Although there have been animal studies that showed that entacapone was excreted into maternal rat milk, there have been no studies with human breast milk. Caution is advised for mothers taking entacapone while breastfeeding or during pregnancy.
Children
Entacapone safety and efficacy have not been assessed in infants or children.
Liver problems
Biliary excretion is the major route of excretion for entacapone. People with liver dysfunction may require additional caution and more frequent liver function monitoring while taking entacapone.
Kidney problems
There are no significant considerations for people with poor kidney function taking entacapone.
Side effects
The following side effects have been reported by people with Parkinson's disease treated with entacapone:
Movement problems
The most common side effect of entacapone is movement problems, which occur in 25% of people taking entacapone. This drug may cause or worsen dyskinesia for people with Parkinson's disease treated together with levodopa and carbidopa. In particular, "peak-dose dyskinesias" may occur when levodopa levels are at its peak concentration in the serum plasma.
Diarrhea
10% of patients taking entacapone have been shown to experience diarrhea. Diarrhea may occur within 4–12 weeks of initial entacapone use but resolves after discontinuation of the drug. Use of entacapone in the presence of diarrhea can also be associated with weight loss, low potassium levels, and dehydration. In clinical studies, severe diarrhea was the most common reason for discontinuation of entacapone.
Urine color
10% of people taking entacapone experience a change in urine color to orange, red, brown, or black. This side effect is due to entacapone metabolism and excretion in the urine and shown to not be harmful.
Sudden sleep onset
People have reported sudden sleep onset while engaging in daily activities without prior warning of drowsiness. In controlled studies, patients on entacapone had a 2% increased risk of somnolence compared to placebo.
Low blood pressure
Episodes of orthostatic hypotension have been shown to be more common at the start of entacapone use due to increased levels of levodopa.
Behavior problems
Post-marketing data shows that entacapone may change or worsen mental status, leading to behaviors such as delusions, agitation, confusion, and delirium.

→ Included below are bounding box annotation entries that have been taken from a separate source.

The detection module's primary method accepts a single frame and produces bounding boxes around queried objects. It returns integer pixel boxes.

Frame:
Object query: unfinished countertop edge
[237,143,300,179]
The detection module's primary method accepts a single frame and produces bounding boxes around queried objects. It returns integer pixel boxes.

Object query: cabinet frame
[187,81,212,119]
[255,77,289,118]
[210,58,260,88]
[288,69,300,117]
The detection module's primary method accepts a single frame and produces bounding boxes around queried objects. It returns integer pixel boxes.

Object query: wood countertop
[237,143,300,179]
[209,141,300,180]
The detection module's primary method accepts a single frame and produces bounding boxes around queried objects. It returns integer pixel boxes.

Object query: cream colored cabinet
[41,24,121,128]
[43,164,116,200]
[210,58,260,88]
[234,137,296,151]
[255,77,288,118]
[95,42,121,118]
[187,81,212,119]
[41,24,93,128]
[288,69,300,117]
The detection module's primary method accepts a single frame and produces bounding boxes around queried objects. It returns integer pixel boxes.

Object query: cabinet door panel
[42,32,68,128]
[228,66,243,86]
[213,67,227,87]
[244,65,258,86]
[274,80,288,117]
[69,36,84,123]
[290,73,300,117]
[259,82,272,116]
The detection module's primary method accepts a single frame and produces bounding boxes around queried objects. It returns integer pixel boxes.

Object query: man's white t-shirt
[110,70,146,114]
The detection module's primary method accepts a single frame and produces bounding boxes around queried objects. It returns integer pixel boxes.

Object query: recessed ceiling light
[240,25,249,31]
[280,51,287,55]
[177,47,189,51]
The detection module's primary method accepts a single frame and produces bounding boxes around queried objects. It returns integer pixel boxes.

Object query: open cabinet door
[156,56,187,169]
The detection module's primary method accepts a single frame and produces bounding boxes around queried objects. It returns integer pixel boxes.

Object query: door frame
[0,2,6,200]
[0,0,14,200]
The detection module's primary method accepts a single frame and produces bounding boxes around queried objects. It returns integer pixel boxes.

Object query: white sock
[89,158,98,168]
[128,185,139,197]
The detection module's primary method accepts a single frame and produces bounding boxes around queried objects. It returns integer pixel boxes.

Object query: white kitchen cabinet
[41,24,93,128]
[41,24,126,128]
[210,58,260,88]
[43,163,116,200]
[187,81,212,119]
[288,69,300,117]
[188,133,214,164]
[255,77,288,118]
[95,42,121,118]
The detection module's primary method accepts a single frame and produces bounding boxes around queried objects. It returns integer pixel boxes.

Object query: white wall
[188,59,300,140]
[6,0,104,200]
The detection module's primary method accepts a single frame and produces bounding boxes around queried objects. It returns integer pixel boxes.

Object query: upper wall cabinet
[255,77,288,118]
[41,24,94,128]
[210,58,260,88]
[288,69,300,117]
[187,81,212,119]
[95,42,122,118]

People taking entacapone may experience increased urges to participate in gambling, sexual activities, money spending, and other stimulating reward behaviors.
Contraindications
There is a high risk for allergic reactions for people who are hypersensitive to entacapone.
Potential limiting conditions to consider before starting entacapone include:
Mechanism of action
Entacapone is a selective and reversible inhibitor of catechol-O-methyltransferase (COMT). COMT eliminates biologically active catechols present in catecholamines (dopamine, norepinephrine, and epinephrine) and their hydroxylated metabolites. When administered with a decarboxylase inhibitor, COMT acts as the major metabolizing enzyme for levodopa and metabolizes it to 3-methoxy-4-hydroxy-L-phenylalanine (3-OMD) in the brain and in the periphery.
For the treatment of Parkinson’s disease, entacapone is given as an adjunct to levodopa and an aromatic amino acid decarboxylase inhibitor, carbidopa. Entacapone inhibits COMT and the metabolism of levodopa, thus increasing plasma levels of levodopa and causing more constant dopaminergic stimulation in order to reduce the signs and symptoms presented in the disease.
Absorption
The Tmax is approximately 1 hour. Absolute oral bioavailability (F) is 35%.
Distribution
The volume of distribution (Vd) after intravenous injection approximately 20 liters. Entacapone has high binding activity to serum albumin that limits its distribution into tissues.
Metabolism and elimination
Entacapone has a half-life of approximately 0.3–0.7 hours. It is primarily metabolized by the liver with 0.2% of the medication unchanged in urine.